Choćby poranne wyjście po bułki pozwala zauważyć, jak wielu jeszcze mieszkańców Olsztyna zapomina o tym, że po swoim psie, nie tyle trzeba, co wypada posprzątać.
Środowisko miejskie nie jest bynajmniej wymarzonym miejscem dla psów. Wiedzą o tym właściciele zmuszeni do spacerowania ze swoimi psami na smyczy, często z nakazem używania kagańca. W innych przypadkach przekonując rozbudzonych sąsiadów, że pies szczeka, bo to tylko zwierze. Do tego, jeśli ktoś sugeruje jeszcze sprzątanie po nich na spacerze sprawia to wrażenie co najmniej nadgorliwego traktowania zasad życia w społeczeństwie.

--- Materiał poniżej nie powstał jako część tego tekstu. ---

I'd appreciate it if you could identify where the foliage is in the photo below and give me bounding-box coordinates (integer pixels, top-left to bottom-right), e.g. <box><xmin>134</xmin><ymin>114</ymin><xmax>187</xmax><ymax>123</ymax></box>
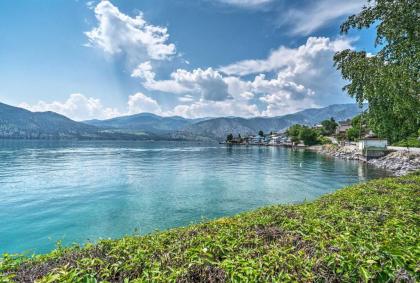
<box><xmin>286</xmin><ymin>124</ymin><xmax>319</xmax><ymax>145</ymax></box>
<box><xmin>394</xmin><ymin>137</ymin><xmax>420</xmax><ymax>147</ymax></box>
<box><xmin>334</xmin><ymin>0</ymin><xmax>420</xmax><ymax>142</ymax></box>
<box><xmin>286</xmin><ymin>124</ymin><xmax>303</xmax><ymax>143</ymax></box>
<box><xmin>346</xmin><ymin>115</ymin><xmax>369</xmax><ymax>141</ymax></box>
<box><xmin>321</xmin><ymin>117</ymin><xmax>338</xmax><ymax>136</ymax></box>
<box><xmin>317</xmin><ymin>135</ymin><xmax>332</xmax><ymax>144</ymax></box>
<box><xmin>0</xmin><ymin>173</ymin><xmax>420</xmax><ymax>283</ymax></box>
<box><xmin>226</xmin><ymin>134</ymin><xmax>233</xmax><ymax>142</ymax></box>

Niestety nie jest tak do końca. Żyjąc wspólnie w jednym mieście musimy respektować prawa innych. To, że nasze zwierze robi to, co robi na świeżym powietrzu, jest rzeczą oczywistą. Tak oczywista powinna być również natychmiastowa reakcja właściciela - sprzątam, żeby ktoś inny nie musiał tego robić.
Nowopowstałe punkty odbioru darmowych torebek (m.in. kioski Ruchu, sklepy Społem), skrzynki z bezpłatnymi akcesoriami na psie odchody - nie zmienią nic, dopóki my nie zmienimy myślenia w tej sprawie.